Monday, October 13, 2014

Autumn Meadowhawks

     Autumn meadowhawks are not hawks at all.  They are predators, however, actually skimmers in the dragonfly family of insects.  Also called yellow-legged meadowhawks, they are about two inches long and have two-inch wingspans.  Males have red abdomens and reddish-brown thoraxes, that are most apparent in sunlight.  When at rest on a water-side twig or stone, they hold their four wings down and forward. 
     We visited the swimming lake at Mt.

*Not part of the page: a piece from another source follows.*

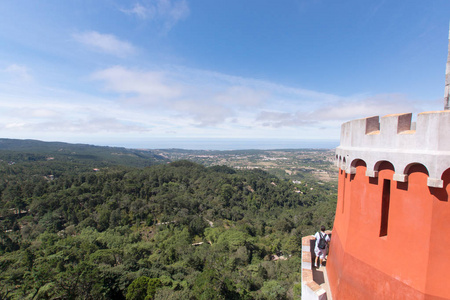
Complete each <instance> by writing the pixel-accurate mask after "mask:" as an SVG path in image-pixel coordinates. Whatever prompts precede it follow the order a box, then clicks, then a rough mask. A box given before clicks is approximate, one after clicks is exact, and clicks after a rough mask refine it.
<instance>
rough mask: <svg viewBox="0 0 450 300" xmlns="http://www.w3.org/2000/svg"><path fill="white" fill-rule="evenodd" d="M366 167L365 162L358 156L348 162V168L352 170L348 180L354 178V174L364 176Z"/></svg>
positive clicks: (365, 163)
mask: <svg viewBox="0 0 450 300" xmlns="http://www.w3.org/2000/svg"><path fill="white" fill-rule="evenodd" d="M366 169H367V164H366V162H365V161H364V160H362V159H360V158H356V159H354V160H353V161H352V162H351V163H350V170H353V172H351V173H352V175H351V176H350V181H352V180H354V179H355V177H356V176H358V177H359V176H365V173H366Z"/></svg>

Gretna, Pennsylvania on October 12th and saw striking red leaves on red maples and black gum trees that were reflected in the water, several Canada geese and mallard ducks, a couple migrant pied-billed grebes and a belted kingfisher.  The grebes and kingfisher were there to catch small fish, each kind in a different way; the grebes diving from the water's surface and the kingfisher dropping beak-first from the air. 
     And we saw several pairs of autumn meadowhawks swiftly flying in tandem, back and forth, low over the water.  Claspers on the ends of the males' abdomens gripped the females just behind their heads.  Females of each attached and hovering pair lowered their abdomens into that impoundment to lay eggs, one at a time, into the water.  Taking the limelight over that lake that day, they were the most individuals of their species I had ever seen anywhere.

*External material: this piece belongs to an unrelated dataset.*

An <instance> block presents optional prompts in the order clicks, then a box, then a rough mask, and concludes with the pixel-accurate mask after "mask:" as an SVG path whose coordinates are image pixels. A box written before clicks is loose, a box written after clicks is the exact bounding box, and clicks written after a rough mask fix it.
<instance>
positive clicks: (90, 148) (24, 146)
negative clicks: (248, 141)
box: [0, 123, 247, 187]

     Adult yellow-legged meadowhawks fly from late July into early November, the latest kind of dragonflies I ever saw flying.  Up to late July, they were larvae on the mud on the bottom of the impoundment where they caught and consumed invertebrates and small tadpoles and fish.  But then those young dragonflies crawled out of the water, shed their larval exoskeletons, pumped out their newly-developed wings and flew off to catch and eat flying insects, and look for a mate.
     Autumn meadowhawks live from the southern part of eastern Canada through the eastern United States to Florida and Texas.  They generally aren't seen until fall, when they are the dominant species of their family around ponds, marshes and slow sections of creeks.     
     If around a pond or marsh in fall, look for these reddish dragonflies.  They are pretty, interesting and surprising late in the year when we aren't thinking about insects.